Mark Thompson, director general of the BBC, presenting the BBC Annual Report and Accounts 2005/2006. Photo: BBC/Jeff Overs

Earlier in the year he launched a new Creative Future vision for the BBC in an on-demand world. “The next challenge is to bring about transformational change within the BBC to achieve that vision,” he said.

The review of new media services from the BBC governors notes that: “The future of broadcasting looks increasingly to lie in ‘on-demand’ — the provision of programmes and other material when, where and how audiences want them, often with an inbuilt interactive element”.

Despite the rhetoric, the commitment to on-demand and interactive services still represents a small proportion of overall budget or the consumption of media, but the trend is increasing, while the BBC share of overall television and radio viewing and listening continues to fall.

Last year the BBC spent £72 million on its web site and £18 million on interactive television, both up slightly on the previous year.

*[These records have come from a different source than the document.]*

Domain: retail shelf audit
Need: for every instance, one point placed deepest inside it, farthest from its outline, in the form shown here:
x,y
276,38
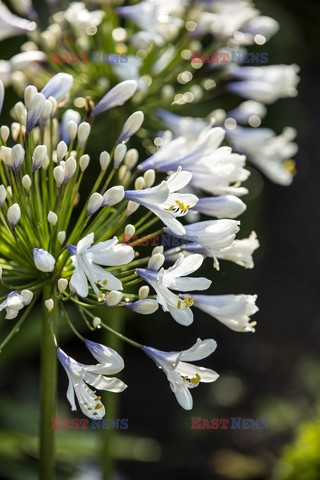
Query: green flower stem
x,y
48,393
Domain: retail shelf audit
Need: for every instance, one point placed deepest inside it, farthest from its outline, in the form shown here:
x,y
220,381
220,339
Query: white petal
x,y
79,282
85,242
201,349
183,396
206,374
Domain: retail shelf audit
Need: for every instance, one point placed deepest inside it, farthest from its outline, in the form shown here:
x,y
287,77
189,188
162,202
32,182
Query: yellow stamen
x,y
194,381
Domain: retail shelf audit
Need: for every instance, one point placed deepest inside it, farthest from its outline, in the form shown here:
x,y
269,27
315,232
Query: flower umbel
x,y
55,240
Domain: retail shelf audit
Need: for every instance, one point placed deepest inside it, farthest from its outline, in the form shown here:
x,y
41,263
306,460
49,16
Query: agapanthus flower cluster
x,y
179,53
70,245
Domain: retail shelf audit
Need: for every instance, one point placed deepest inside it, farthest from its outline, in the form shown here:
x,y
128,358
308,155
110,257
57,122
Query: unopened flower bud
x,y
122,172
139,183
131,126
20,112
52,218
38,157
43,260
144,292
29,93
6,156
15,131
26,182
84,162
95,202
113,298
26,296
49,304
4,132
149,178
35,110
132,157
17,156
62,149
113,196
104,160
58,175
14,215
83,133
96,322
54,105
62,284
129,230
132,207
119,154
70,168
61,236
3,195
46,111
158,249
156,261
72,129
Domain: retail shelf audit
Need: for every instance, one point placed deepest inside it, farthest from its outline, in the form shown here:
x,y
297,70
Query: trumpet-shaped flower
x,y
214,169
164,202
234,311
181,374
15,302
265,84
80,376
269,152
176,278
87,260
211,237
58,86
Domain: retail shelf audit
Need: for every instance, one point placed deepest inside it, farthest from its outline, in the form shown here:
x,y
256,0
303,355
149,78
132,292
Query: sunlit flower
x,y
181,374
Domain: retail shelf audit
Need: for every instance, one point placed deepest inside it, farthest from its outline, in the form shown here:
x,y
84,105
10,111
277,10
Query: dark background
x,y
272,374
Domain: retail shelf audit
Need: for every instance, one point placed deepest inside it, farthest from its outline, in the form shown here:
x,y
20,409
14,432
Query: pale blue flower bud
x,y
17,157
35,110
58,87
43,260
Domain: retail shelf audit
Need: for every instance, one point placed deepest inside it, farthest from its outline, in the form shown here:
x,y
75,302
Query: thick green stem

Both figures represent a small fraction of the £2.8 billion that the BBC spent on its total output, with licence fee income now over £3 billion a year.

BBC online services continue to grow, now generating over three billion page impressions a month and reaching over 12 million users a week in the UK. Over 4.6 million hours of audio and video streams and downloads were delivered, up from 2.9 million the previous year.

Interactive television services have not matched the growth in digital television penetration. Enhanced television programming had an average monthly reach of 3.2 million users in satellite homes, down from 3.5 million in the previous year, which was boosted by the Athens Olympics.

For 24/7 news, sport and weather information services, average monthly reach was 11 million users, representing a third of adults in digital television homes, based on a new measurement methodology that for the first time accounts for terrestrial and cable platforms as well as satellite.

The report notes that a modest commitment from the previous year to improve the access time to interactive services was not met and will require additional investment that it believes can be better directed on other areas.

Media headline reaction to the report concentrated on pay rises awarded to top executives, at a time when the corporation is shedding thousands of staff to cut costs. Mark Thompson is due to announce a further restructure of the BBC to consolidate its production divisions.

The BBC Annual Report and Accounts 2005/2006 is available for download from the BBC web site.